After graduating, she was active in the American Academy of Dramatic Arts alumni society, and served on its library committee in 1904, with elocutionist Helena Zachos.

==Stage career==
Dunblane was a "clever young American actress" on Broadway at the turn into the 20th century, often seen in soubrette roles. Dunblane's stage credits included roles in Cyrano de Bergerac (1898) with Richard Mansfield, Hearts are Trumps (1900), The Cuckoo (1900), Her Majesty (1900), Lovers' Lane (1901), Her Atonement (1899 and 1901), The Worst Woman in London (1903), Much Ado About Nothing (1903), His Sister's Shame (1903), and Don Carlos (1905).

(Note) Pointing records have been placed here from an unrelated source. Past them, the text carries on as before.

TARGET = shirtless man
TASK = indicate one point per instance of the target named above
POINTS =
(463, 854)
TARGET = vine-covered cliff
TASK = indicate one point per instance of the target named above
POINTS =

In 1900, she performed in an all-star benefit at Carnegie Hall, raising funds for Roman Catholic orphanages.

==Writing==
Dunblane was a writer during and after her acting days. Her short fiction, often romance stories, appeared in magazines and newspapers, with titles including "The Girl in the Bookshop" (1903), "Beating the Game" (1907), "Studio Number Six: The Story of a Musician" (1907), "Romance at Ryerson's" (1908), "Two Ways of Love" (1912), "Love's Command" (1913), "Otilla's Triumph" (1914), "The White Gardenia" (1915), "The Girl Who Was Charming" (1915), and "Jasmine's Decision" (1915).

==In culture==
The band Tommy McClymont & The Panacea Jamband recorded a song, "Nora Dunblane", about the actress, on their album May the Ladies Treat You Kindly (2016). (McClymont is from Dunblane, Scotland, and was inspired to write the song by a photograph of the actress.)